Şimdi herkes istediğini yapsın.Kimi mütemadiyen üç maymunu oynasın.Girdiği ortamın rengine bürünsün.Yerine göre (!) bazen …alist,bazen islamcı olsun… Herkesle iyi olmak adına,suya sabuna asla dokunmasın. Kimi tüm düşünce yetilerinden arınarak aksesuar yaptığı tesettürüyle iki dirhem bir çekirdek hayatın dibine vursun.
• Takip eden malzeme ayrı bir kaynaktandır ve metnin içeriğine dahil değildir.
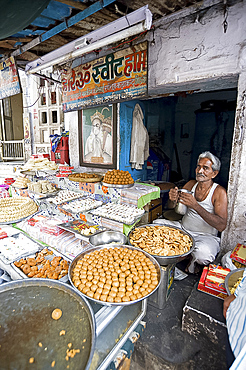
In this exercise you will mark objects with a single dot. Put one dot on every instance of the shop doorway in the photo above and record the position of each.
(182, 126)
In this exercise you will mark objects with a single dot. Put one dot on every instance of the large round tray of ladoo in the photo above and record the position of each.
(118, 179)
(167, 244)
(85, 177)
(45, 324)
(115, 275)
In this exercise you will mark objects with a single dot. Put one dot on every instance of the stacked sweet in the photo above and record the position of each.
(119, 212)
(82, 205)
(16, 208)
(118, 177)
(65, 196)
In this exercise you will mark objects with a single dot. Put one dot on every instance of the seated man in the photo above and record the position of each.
(206, 210)
(235, 313)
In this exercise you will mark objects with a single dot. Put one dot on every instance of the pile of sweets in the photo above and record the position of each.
(42, 187)
(119, 212)
(39, 164)
(82, 205)
(16, 208)
(118, 177)
(65, 196)
(21, 182)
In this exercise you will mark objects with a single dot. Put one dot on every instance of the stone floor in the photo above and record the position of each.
(164, 345)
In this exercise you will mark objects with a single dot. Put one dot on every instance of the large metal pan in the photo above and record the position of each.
(232, 278)
(92, 249)
(30, 337)
(168, 260)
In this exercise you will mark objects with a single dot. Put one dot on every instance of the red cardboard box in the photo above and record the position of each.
(239, 253)
(203, 285)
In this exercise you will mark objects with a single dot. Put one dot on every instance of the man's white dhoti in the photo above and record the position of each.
(206, 248)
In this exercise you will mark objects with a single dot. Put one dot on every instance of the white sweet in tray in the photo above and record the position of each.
(82, 205)
(119, 212)
(65, 196)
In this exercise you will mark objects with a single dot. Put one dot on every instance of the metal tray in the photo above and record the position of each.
(68, 226)
(167, 260)
(117, 186)
(64, 279)
(232, 278)
(89, 250)
(29, 304)
(36, 246)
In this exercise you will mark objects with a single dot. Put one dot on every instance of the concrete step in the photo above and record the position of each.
(203, 319)
(188, 333)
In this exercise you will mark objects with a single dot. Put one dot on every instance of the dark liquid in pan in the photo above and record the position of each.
(25, 322)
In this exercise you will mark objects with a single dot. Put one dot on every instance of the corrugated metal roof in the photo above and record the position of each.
(63, 21)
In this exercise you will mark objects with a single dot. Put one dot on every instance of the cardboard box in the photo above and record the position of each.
(204, 283)
(239, 254)
(215, 278)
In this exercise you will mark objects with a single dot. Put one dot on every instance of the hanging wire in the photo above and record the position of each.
(225, 23)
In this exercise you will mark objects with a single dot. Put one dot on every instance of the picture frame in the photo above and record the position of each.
(98, 136)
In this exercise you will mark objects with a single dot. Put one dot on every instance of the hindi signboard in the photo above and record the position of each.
(9, 79)
(115, 77)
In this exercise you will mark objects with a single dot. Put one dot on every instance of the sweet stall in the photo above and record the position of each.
(49, 224)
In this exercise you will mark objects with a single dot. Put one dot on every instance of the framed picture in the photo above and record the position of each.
(98, 136)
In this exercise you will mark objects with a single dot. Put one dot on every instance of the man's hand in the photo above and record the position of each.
(227, 303)
(188, 200)
(173, 194)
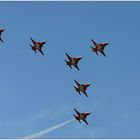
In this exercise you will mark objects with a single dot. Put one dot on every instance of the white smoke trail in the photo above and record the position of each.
(35, 135)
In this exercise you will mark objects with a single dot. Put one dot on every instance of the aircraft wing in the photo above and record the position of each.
(85, 121)
(33, 41)
(78, 113)
(104, 44)
(1, 39)
(95, 44)
(103, 53)
(68, 56)
(77, 67)
(77, 83)
(85, 94)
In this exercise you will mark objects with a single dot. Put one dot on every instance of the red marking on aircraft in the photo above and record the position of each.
(73, 61)
(99, 47)
(37, 46)
(81, 88)
(81, 116)
(1, 31)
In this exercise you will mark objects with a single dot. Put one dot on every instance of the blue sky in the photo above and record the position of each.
(37, 91)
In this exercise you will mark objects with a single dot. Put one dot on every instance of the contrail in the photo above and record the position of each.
(35, 135)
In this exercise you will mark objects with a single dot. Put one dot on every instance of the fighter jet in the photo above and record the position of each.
(81, 116)
(81, 88)
(1, 30)
(99, 47)
(37, 46)
(73, 61)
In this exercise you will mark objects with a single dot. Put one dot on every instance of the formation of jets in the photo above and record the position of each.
(72, 61)
(99, 47)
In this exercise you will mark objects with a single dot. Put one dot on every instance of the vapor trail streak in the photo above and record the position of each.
(35, 135)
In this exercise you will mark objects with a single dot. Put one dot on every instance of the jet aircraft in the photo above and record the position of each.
(37, 46)
(73, 61)
(81, 116)
(99, 47)
(81, 88)
(1, 31)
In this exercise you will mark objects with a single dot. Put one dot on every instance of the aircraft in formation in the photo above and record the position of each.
(98, 47)
(81, 88)
(1, 31)
(73, 61)
(37, 46)
(81, 116)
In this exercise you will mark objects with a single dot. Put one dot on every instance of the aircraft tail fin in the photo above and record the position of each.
(77, 118)
(77, 90)
(68, 63)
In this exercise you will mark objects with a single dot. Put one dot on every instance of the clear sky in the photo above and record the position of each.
(36, 91)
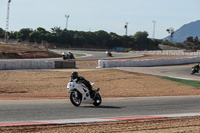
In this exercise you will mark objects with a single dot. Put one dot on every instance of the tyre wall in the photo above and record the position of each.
(146, 62)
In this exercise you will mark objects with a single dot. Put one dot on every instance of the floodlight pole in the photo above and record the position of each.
(154, 23)
(67, 17)
(126, 27)
(7, 21)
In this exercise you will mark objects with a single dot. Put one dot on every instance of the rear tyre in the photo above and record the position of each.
(97, 100)
(76, 101)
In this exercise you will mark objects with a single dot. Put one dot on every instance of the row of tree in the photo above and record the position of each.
(81, 39)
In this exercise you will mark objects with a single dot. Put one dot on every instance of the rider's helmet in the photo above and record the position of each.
(74, 75)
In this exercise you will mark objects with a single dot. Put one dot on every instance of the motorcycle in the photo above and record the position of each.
(80, 94)
(194, 70)
(67, 56)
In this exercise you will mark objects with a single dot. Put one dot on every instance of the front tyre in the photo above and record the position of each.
(97, 100)
(75, 100)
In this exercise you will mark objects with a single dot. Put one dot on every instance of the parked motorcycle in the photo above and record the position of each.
(79, 93)
(67, 56)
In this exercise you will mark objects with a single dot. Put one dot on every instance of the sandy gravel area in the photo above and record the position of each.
(51, 84)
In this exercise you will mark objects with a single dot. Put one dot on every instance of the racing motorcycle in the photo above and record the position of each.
(67, 56)
(79, 93)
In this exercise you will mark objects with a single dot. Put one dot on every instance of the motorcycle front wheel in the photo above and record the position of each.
(75, 100)
(97, 100)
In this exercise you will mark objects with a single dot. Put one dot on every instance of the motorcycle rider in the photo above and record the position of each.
(80, 79)
(197, 68)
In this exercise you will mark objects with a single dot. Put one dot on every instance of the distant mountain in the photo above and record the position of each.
(187, 30)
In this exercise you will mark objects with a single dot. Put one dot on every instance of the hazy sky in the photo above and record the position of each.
(94, 15)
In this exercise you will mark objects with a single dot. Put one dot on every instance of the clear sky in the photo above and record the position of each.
(94, 15)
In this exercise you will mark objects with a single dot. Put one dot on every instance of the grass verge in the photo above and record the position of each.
(184, 81)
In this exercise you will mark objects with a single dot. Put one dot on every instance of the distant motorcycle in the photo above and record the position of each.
(67, 56)
(108, 53)
(80, 94)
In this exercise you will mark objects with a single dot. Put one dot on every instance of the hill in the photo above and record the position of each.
(187, 30)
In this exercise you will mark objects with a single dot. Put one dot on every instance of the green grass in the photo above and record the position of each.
(184, 81)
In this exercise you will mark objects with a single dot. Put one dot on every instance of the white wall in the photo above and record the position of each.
(26, 64)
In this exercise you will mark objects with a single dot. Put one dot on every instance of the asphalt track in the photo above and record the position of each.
(28, 110)
(171, 71)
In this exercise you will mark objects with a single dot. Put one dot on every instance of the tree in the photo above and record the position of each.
(23, 34)
(2, 33)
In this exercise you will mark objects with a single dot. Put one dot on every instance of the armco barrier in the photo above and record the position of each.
(146, 62)
(35, 64)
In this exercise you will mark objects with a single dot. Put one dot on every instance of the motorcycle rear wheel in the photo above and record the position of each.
(97, 100)
(76, 101)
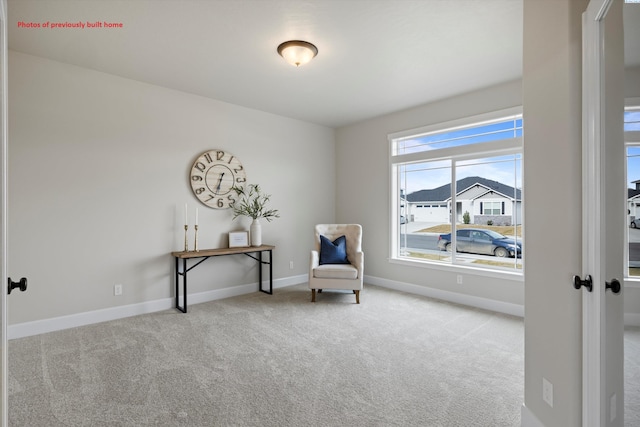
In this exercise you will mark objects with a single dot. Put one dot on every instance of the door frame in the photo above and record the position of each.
(597, 406)
(4, 406)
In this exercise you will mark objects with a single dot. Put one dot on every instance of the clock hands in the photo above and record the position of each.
(219, 183)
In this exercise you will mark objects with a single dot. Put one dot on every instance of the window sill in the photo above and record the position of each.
(485, 272)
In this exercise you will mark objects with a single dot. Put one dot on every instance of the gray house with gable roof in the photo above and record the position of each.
(484, 199)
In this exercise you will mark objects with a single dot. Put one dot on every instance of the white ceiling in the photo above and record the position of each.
(375, 56)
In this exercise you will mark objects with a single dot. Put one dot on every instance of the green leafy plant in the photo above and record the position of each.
(466, 218)
(252, 202)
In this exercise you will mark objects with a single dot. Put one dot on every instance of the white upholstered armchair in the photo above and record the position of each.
(329, 268)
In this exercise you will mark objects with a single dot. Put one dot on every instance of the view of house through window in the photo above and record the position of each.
(457, 195)
(632, 139)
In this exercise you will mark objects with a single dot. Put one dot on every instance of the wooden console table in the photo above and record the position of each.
(208, 253)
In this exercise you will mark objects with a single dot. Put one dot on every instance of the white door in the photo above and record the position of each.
(604, 213)
(3, 215)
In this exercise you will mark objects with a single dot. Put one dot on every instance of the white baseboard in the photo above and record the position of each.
(37, 327)
(527, 419)
(473, 301)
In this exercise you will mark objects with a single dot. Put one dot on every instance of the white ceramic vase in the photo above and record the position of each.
(256, 233)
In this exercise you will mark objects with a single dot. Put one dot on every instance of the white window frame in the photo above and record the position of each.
(631, 138)
(464, 152)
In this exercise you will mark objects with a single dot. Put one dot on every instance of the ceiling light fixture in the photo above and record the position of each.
(297, 52)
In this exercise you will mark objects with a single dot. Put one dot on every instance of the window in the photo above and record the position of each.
(632, 141)
(458, 185)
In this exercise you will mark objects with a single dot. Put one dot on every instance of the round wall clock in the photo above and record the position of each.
(212, 176)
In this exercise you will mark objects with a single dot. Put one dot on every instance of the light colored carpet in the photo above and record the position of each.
(257, 360)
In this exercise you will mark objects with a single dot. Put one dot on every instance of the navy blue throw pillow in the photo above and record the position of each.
(333, 252)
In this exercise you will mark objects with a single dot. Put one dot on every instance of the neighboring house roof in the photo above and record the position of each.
(632, 193)
(443, 193)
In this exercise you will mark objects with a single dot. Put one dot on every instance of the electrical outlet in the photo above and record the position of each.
(547, 392)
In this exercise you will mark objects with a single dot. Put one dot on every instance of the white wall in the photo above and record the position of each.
(98, 179)
(363, 191)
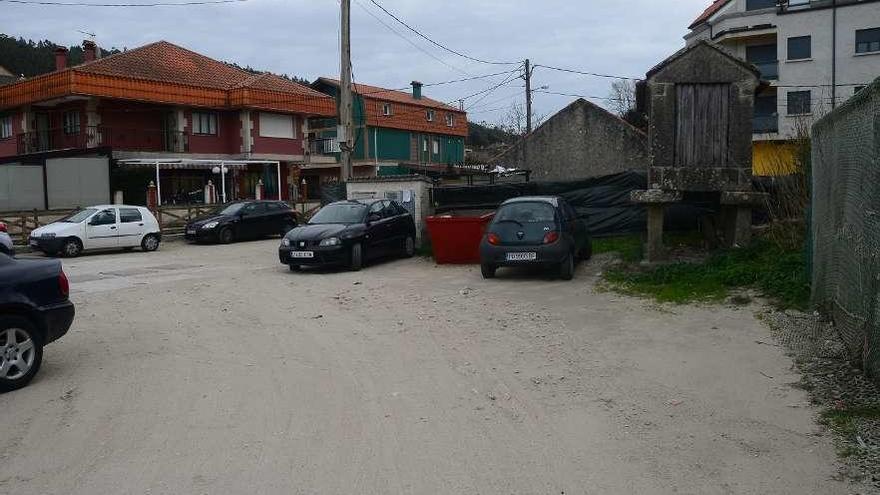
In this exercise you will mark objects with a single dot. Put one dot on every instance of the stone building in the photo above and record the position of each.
(581, 141)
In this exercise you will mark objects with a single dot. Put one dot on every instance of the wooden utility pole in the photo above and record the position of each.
(345, 93)
(528, 97)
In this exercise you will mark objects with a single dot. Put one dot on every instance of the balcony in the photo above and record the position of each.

Kimide beynini yakan düşüncelerini ağlayarak yazsııın,yazsın…Lanetlensin,yuhalansın….Olsun varsın,yeterki Allah ondan razı olsun…

Not:Yorum yapıp destek veren,bildiğini söyleyen,uyaran,yapıcı eleştirilerde bulunan kardeşlerimden de Allah ebedi razı olsun.

Allah izin verirse,yılbaşı haftası farklı bir açıdan yazılmış Yılbaşı yazımı paylaşacağım. Kalemimizden hayr damlasın,sözlerimiz gönlümüzden gönlünüze köprü olsun inşaallah.